ヴェルディ歌劇の面白さ(2)
いま、衛星放送「クラシカ・ジャパン(東北新社)」で、「Tutto Verdi」という企画を放映しています。これはヴェルディ生誕200周年に当たる今年一年を通じて、イタリアのパルマを中心に展開されたヴェルディ全作品(歌劇すべてとレクイエムを含む27作品)上演の録画を、順次紹介していくというものです。これを視聴していると、ヴェルディ初期の若々しい時代の作品から、後期の熟成された舞台芸術までを通覧できるというわけです。
ヴェルディはワーグナーのように自分で台本を書かなかった(その方面の才能が欠けていたとも言われていますが・・・)ために、前期には劇場や出資側から割り当てられた台本作家の題材に振り回され、不本意な作品を仕上げざるを得なかった時期もありました。また、初期から前期にかけてのヴェルディは、一年に2つも3つも歌劇を書き上げており、限られた期間に作品を量産していた傾向があります。この時期の作品の中に、凡作もいくつか混じっているのには、このような事情も影響しています。
初期・前期15作のうち、イタリアを舞台としたものが5作を占めています。「オベルト(ヴェローナ)」「十字軍のロンバルディア人(ミラーノ)」「二人のフォスカーリ(ヴェネーツィア)」「アッティラ(古代アクィレイア)」「レニャーノの戦い(ミラーノ)」。このうち「ロンバルディア人」「アッティラ」「レニャーノ」の3作は、「イタリア」の国・国民の意識を強く前面に出した、いわゆる「愛国オペラ」に分類されます。また「ナブッコ」「マクベス」など国外の土地を舞台にした作品の中にも、イタリア人の愛国心を比喩的に表現しているものが含まれます。

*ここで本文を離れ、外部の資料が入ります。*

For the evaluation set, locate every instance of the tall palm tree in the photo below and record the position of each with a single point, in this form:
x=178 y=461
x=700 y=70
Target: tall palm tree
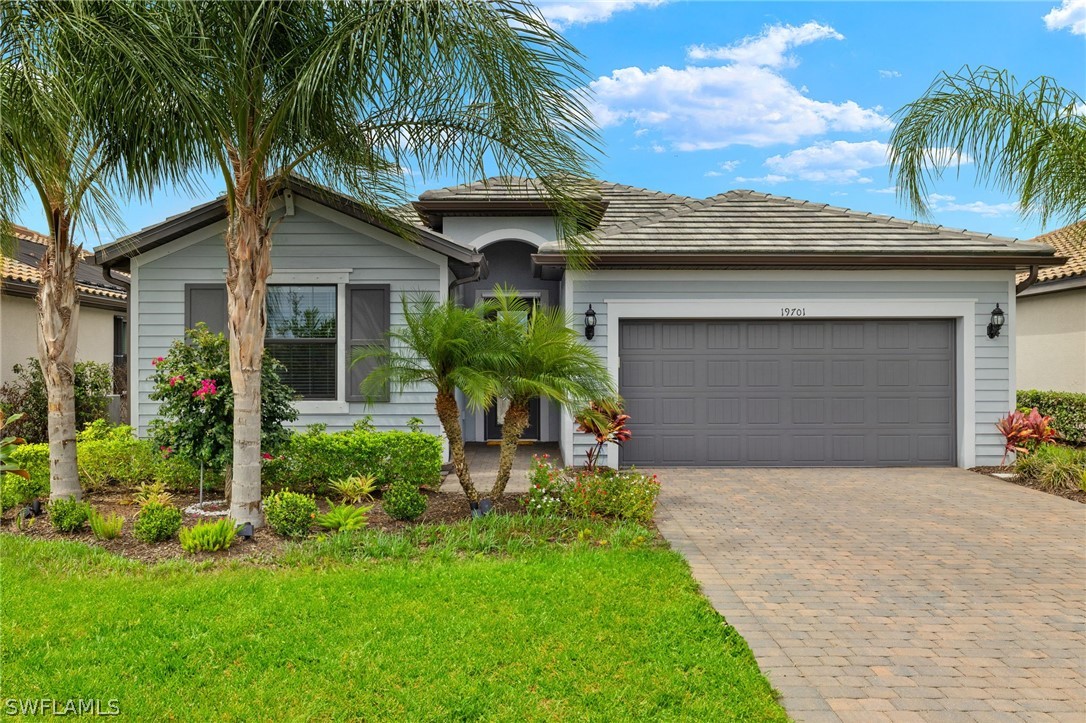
x=1027 y=140
x=349 y=94
x=52 y=144
x=445 y=345
x=537 y=353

ヴェルディがこの状況から脱して、登場人物の心の内面を劇的な音楽によって表現していくスタイルへと、変貌を遂げる契機になったのは、前期も終りに近い第14作「ルイザ‐ミラー」。この作品はオーストリアが舞台ですが、その後のヴェルディ諸作品のさきがけになった注目作と言えましょう。そして第16作の「リゴレット」から、いよいよ傑作が並び立つ中期に入っていきます。